Summer is in full swing here and we have been feeling the heat. Our last free day before going back to school we spent with cousins beating the heat at a local splash park.
I love how quickly these parks cool you off. We brought a bunch of cups and let the kids put the cups over the sprayers. When the water fountain turned the sprayer on the cups would go flying. It makes for great fun for everyone.
But eventually some of us got cold from the water and tired from playing. Here is Lauren above snuggled in her bunny towel and warming herself in the sun.
When we went to leave I realized I had locked my keys in the car. So we laid the towels all out in a row and warmed up in the sun while we waited for my sister to come with the extra set of keys.

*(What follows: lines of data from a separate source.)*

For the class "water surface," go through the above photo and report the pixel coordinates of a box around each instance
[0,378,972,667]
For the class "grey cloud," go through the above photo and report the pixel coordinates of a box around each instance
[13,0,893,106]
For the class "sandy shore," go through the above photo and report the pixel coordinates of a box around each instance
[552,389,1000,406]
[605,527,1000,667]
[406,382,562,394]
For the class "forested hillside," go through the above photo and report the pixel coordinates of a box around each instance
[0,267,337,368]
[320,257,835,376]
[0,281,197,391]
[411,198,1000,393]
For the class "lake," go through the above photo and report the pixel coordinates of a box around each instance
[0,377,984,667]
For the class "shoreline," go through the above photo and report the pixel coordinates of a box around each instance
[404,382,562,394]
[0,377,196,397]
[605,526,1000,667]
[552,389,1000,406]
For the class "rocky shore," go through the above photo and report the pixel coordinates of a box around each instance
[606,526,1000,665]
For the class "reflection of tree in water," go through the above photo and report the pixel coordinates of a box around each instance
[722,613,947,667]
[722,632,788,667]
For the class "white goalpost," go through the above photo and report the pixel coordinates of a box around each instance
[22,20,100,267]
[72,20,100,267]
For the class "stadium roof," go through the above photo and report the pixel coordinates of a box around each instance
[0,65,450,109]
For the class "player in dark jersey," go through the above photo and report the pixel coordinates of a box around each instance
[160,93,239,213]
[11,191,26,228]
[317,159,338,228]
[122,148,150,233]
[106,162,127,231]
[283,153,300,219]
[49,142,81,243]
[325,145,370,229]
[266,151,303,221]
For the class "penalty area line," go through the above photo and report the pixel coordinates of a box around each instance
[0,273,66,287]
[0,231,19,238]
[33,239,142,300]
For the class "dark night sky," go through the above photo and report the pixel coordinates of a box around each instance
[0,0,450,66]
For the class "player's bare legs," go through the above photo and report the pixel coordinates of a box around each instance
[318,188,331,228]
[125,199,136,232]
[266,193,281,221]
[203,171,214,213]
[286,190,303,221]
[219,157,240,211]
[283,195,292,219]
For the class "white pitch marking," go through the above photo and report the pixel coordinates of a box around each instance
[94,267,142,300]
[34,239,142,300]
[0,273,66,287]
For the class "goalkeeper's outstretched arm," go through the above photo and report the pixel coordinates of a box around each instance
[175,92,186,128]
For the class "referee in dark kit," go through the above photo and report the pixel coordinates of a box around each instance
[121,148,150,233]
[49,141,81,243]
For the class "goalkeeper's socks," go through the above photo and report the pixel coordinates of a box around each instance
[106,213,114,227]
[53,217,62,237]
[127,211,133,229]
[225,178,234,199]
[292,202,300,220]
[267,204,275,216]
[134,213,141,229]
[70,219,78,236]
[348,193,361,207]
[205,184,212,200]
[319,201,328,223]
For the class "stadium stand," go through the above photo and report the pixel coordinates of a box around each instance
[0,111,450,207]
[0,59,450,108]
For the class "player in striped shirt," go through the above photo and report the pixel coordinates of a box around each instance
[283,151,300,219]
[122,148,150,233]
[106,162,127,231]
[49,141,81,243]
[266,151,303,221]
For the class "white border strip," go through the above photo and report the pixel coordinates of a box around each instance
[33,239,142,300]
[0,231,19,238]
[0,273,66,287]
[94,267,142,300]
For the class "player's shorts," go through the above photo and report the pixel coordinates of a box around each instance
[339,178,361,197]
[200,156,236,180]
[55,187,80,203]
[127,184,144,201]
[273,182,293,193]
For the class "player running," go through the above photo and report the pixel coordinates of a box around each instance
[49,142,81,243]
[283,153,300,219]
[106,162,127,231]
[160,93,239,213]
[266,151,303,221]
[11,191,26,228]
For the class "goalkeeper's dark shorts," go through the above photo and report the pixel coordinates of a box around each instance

While we were at this splash park I couldn't help remembering coming here a year ago with my two sister in laws and their kids. It was the first time after Camille's death that I felt joy again. I was so desperate to feel joy again. I wondered if I would ever laugh again. That day I did laugh and I did feel joy. It was like enjoying a cool breeze after spending weeks in unbearably oppressive heat.
I do not have to work so hard to find joy in my life now. It is no longer the struggle to breath and eat that it was back then. The burden of the grief is still on my shoulders, and there are times that I struggle under its weight. But it is so much more bearable than it was then. For that and for the return of joy to my life I am grateful.